Four Individuals Indicted on Wage Fixing and Labor Market Allocation Charges
Conspiracy Aimed at Suppressing Pay for Essential Workers During COVID-19 Pandemic
A federal grand jury in Portland, Maine, returned an indictment charging four managers of home health care agencies with participating in a conspiracy to suppress the wages and restrict the job mobility of essential workers during the COVID-19 pandemic.
According to the one-count felony indictment filed yesterday in the U.S. District Court for the District of Maine, four Portland residents: Faysal Kalayaf Manahe; Yaser Aali; Ammar Alkinani; and Quasim Saesah — all owners and/or managers of home health care agencies — conspired to eliminate competition for the services of Personal Support Specialist (PSS) workers by agreeing to fix the rates paid to these workers and by agreeing not to hire each other’s workers. This indictment is the first in this ongoing investigation into wage fixing and worker allocation schemes in the PSS industry.
“PSS workers and other essential workers risked their health caring for others at the onset of the COVID-19 pandemic,” said Assistant Attorney General Jonathan Kanter of the Justice Department’s Antitrust Division. “The indictment in this case alleges that the employers of these workers colluded to deprive them of opportunities to earn better wages. The Antitrust Division and our partners will investigate and prosecute this conduct to the fullest extent of the law.”
“Early in the pandemic, Maine made additional resources available to ensure that seniors continued to receive in-home care and that essential workers would be able to afford personal protective equipment,” said U.S. Attorney Darcie McElwee for the District of Maine. “The U.S. Attorney’s Office is proud to partner with the Antitrust Division to protect essential workers from the type of conduct alleged in the indictment returned by the grand jury.”
“People in Maine have suffered real hardships because of the pandemic, especially frontline health care workers, and we will fully investigate allegations of exploitation,” said Special Agent in Charge Joseph R. Bonavolonta of the FBI Boston Division.
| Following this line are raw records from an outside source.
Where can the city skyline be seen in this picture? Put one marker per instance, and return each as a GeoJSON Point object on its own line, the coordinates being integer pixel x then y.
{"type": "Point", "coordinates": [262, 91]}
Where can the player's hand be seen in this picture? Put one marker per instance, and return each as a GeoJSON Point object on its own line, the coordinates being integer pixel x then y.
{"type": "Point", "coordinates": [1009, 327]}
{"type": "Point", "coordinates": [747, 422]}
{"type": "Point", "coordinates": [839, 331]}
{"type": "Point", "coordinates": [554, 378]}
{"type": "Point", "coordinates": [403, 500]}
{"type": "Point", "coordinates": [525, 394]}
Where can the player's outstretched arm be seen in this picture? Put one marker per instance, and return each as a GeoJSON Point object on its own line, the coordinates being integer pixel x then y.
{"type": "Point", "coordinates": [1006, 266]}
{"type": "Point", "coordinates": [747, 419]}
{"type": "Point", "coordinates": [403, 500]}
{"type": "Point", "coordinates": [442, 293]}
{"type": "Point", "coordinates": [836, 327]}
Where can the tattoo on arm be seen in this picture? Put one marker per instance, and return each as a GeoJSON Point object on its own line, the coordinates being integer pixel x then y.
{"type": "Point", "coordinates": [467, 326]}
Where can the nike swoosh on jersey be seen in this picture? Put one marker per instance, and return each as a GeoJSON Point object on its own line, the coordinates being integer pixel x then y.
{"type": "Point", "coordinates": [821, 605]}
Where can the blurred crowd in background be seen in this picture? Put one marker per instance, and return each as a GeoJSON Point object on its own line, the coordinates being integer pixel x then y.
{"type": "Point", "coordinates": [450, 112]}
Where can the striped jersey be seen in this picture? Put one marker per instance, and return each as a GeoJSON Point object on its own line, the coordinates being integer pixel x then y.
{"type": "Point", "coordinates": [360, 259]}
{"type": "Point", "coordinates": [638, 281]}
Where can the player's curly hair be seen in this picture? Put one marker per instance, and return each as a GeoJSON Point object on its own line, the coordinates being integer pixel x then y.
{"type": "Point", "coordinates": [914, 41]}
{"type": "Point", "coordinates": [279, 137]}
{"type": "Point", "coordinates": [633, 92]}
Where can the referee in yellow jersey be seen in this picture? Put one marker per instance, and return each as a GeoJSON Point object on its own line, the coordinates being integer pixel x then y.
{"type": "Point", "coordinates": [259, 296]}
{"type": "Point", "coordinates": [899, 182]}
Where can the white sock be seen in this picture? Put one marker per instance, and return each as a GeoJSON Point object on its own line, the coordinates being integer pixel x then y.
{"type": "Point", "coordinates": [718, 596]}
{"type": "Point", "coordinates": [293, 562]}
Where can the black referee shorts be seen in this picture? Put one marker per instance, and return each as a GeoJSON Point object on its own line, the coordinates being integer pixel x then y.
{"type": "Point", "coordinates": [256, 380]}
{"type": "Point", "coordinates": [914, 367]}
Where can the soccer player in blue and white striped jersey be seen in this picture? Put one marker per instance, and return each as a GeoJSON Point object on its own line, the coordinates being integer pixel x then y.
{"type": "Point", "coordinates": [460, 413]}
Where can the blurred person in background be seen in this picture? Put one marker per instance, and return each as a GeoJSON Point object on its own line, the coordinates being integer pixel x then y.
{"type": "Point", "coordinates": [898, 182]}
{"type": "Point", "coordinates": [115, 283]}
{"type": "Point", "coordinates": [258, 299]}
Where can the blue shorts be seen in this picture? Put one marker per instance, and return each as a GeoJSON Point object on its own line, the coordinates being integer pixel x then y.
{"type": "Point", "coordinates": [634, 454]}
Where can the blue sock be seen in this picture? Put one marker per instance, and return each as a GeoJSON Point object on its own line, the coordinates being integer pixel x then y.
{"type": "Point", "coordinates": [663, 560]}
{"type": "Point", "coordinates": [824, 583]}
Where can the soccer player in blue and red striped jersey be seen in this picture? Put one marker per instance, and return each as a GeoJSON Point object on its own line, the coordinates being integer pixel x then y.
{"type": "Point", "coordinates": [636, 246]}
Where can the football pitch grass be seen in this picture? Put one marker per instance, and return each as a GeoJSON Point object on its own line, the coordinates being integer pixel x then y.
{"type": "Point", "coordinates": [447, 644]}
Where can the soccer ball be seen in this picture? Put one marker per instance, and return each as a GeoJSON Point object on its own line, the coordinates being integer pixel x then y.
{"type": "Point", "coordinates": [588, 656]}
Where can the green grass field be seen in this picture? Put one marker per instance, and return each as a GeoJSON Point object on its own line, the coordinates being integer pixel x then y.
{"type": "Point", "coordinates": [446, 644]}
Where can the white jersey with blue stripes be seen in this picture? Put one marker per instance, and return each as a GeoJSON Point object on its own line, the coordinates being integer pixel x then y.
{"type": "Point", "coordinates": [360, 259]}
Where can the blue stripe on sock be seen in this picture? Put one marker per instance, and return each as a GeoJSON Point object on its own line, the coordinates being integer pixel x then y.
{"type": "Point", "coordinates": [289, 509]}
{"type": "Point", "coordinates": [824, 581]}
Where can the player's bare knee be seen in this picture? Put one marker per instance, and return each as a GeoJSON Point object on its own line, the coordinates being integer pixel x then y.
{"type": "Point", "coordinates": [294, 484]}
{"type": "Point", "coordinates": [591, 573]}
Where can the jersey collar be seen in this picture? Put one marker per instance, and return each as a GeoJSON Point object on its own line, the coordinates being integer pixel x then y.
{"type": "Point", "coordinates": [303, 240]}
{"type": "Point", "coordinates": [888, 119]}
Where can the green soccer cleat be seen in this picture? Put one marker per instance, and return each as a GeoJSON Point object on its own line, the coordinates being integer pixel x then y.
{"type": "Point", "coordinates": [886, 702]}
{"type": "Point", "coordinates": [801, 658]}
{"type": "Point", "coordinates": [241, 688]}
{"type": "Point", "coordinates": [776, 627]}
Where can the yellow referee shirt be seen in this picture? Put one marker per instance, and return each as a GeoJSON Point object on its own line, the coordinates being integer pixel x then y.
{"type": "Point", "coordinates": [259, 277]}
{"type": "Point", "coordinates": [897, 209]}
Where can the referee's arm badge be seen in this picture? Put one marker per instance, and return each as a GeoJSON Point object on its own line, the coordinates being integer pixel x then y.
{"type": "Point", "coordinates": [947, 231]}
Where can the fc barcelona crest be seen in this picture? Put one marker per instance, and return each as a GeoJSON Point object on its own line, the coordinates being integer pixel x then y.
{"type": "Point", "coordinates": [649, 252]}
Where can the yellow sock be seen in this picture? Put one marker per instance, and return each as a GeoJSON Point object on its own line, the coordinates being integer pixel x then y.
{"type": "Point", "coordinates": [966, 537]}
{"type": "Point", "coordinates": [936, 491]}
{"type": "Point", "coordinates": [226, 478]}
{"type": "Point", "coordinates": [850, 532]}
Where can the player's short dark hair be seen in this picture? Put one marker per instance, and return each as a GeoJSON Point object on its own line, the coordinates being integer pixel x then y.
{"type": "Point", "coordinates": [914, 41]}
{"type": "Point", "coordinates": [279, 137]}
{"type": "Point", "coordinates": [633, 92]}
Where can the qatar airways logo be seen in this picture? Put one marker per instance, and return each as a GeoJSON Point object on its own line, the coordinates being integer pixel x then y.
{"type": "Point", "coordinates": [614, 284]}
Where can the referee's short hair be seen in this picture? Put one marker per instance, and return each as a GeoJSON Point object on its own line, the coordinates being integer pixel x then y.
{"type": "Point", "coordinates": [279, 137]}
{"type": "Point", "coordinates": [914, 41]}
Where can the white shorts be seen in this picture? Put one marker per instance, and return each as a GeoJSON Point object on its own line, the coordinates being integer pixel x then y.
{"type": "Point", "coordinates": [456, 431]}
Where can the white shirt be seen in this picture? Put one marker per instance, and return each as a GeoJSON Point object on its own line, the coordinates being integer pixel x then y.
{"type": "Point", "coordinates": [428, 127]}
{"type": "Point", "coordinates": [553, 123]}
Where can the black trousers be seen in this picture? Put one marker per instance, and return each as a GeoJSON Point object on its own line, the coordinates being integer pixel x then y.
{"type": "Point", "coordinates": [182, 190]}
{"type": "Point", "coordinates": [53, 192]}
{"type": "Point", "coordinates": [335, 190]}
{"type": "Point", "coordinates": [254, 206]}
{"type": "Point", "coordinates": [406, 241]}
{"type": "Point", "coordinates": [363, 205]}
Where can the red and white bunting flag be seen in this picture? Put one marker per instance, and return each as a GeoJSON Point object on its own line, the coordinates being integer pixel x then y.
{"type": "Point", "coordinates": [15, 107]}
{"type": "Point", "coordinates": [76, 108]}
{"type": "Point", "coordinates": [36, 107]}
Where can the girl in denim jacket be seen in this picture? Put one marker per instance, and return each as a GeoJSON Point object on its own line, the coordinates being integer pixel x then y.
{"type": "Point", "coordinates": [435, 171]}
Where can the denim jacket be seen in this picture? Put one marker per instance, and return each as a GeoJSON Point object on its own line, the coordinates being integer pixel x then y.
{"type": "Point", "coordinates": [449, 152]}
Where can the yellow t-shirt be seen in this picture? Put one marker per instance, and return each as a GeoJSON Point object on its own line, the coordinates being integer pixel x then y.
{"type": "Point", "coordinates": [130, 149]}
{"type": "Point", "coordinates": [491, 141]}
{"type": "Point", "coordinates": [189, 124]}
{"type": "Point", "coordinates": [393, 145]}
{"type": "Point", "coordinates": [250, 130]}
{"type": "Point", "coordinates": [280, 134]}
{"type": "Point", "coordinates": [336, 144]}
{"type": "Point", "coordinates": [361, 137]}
The maximum penalty for conspiracy to restrain trade under the Sherman Antitrust Act is 10 years of imprisonment and a fine of $1 million for individuals. The maximum fine may be increased to twice the gain derived from the crime or twice the loss suffered by the victims of the crime if either amount is greater than the statutory maximum fine. A federal district court judge will determine any sentence after considering the U.S. Sentencing Guidelines and other statutory factors.
The charges are the result of an ongoing federal antitrust investigation into wage fixing and worker allocation in the home health care industry, conducted by the Antitrust Division’s New York Office, the U.S. Attorney’s Office for the District of Maine, and the FBI’s Boston Division, Portland Resident Agency. Anyone with information in connection with this investigation should contact the Antitrust Division’s Complaint Center at 888-647-3258, or visit http://www.justice.gov/atr/report-violations.
An indictment is merely an allegation, and all defendants are presumed innocent until proven guilty beyond a reasonable doubt in a court of law.